Shoppers were given conflicting information about service fees – and sometimes the information they needed wasn’t supplied. In instances where our shopper was advised to put most of their investments in a managed fund, few advisers provided a complete picture of the fund’s expenses.

And when advisers recommended direct investments in bonds and shares, none of them provided information on how often they’d recommend changes to these portfolios. As changes incur brokerage costs, our shoppers had no idea how much these ongoing costs might be.

Such information could easily be provided from the adviser’s experience with similar portfolios.

If our expert panel couldn’t work out the costs, no one could. We think the industry is not coming clean about fees – probably because if consumers knew the true costs, they wouldn’t bother being customers.

Poor-value strategies

Some advisers recommended significant holdings in both shares and fixed interest – a balanced portfolio. Regardless of whether this was in the form of direct investments or managed funds, our shoppers were advised to hold these portfolios inside a “wrap platform”.

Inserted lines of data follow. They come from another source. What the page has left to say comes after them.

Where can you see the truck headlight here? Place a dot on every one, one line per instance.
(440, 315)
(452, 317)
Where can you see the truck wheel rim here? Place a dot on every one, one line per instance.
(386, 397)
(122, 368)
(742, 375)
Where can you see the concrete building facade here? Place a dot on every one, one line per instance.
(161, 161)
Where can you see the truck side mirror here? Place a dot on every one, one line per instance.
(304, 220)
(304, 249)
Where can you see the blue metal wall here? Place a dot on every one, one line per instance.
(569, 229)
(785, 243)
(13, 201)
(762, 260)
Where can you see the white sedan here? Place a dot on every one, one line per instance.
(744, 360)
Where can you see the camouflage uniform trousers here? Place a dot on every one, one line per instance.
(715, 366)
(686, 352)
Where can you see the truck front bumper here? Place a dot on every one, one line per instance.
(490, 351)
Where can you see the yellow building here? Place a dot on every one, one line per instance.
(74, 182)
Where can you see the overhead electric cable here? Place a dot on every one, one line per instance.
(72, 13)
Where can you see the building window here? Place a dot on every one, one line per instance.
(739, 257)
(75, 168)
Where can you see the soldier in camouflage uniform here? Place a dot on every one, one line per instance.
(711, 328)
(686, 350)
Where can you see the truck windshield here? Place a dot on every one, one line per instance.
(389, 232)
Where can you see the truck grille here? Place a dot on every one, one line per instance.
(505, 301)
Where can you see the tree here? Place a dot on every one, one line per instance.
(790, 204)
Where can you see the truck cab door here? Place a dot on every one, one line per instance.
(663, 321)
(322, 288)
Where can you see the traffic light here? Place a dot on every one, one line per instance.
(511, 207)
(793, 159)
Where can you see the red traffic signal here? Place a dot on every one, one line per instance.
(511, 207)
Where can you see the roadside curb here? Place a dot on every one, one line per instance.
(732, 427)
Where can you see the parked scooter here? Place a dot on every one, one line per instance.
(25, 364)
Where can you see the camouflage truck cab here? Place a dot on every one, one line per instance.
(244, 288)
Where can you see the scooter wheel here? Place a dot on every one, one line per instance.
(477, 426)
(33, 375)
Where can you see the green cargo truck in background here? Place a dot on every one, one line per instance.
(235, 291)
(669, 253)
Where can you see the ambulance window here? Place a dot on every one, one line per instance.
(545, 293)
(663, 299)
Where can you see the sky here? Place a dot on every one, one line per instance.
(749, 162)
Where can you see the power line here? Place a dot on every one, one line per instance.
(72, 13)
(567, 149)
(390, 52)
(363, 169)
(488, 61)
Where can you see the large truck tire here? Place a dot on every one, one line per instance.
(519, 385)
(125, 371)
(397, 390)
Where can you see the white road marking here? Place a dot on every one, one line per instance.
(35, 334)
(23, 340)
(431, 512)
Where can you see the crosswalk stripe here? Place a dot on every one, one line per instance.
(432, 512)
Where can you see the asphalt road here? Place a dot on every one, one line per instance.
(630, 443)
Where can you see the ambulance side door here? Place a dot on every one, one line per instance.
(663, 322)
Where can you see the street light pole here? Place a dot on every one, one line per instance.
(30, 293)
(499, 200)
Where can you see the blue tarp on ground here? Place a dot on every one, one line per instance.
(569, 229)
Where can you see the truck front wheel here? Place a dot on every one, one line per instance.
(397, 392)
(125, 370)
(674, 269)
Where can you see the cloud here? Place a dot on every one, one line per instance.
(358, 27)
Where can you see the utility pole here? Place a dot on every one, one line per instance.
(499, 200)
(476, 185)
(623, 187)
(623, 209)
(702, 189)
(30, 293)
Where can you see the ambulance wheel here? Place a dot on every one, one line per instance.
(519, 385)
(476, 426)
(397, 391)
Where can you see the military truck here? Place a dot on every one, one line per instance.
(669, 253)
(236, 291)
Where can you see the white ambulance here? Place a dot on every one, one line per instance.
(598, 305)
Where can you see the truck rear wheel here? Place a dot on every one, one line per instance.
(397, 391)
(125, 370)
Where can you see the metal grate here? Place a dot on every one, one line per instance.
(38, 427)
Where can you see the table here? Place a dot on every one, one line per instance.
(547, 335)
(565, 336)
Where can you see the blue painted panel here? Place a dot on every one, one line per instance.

We estimated the ongoing costs of this advice by working out the annual fees paid to fund managers or brokers and the annual “wrap-platform” fees (we calculated the cost after tax where appropriate). The ongoing costs were so high that the likely earnings “margin” above what you’d get from a simple cash investment was in most cases small and sometimes negative. What’s more, these shoppers were taking on significant investment risk because they were advised to have at least 40 percent of their investments in shares.

This is consistent with what we’ve found about the long-run performance of balanced managed funds in the past. They rarely do better than six-month term deposits – and that’s without the extra costs of holding these funds inside a “wrap platform”.

What managed-fund providers and financial advisers don’t take into account is New Zealand’s relatively high interest rates. This is a structural feature of the Kiwi economy commented on by the OECD and the IMF – and it makes us unlike other countries. So term deposits here (apart from those with poor-quality finance companies) have been able to hold their own against managed funds. This means there’s a high annual-returns “bar” that the funds have to leap, before they can add investment value.

Managed funds and financial advisers have been able to get away with the repeated mantra that “cash is bad” even though this simplistic claim can’t be justified here.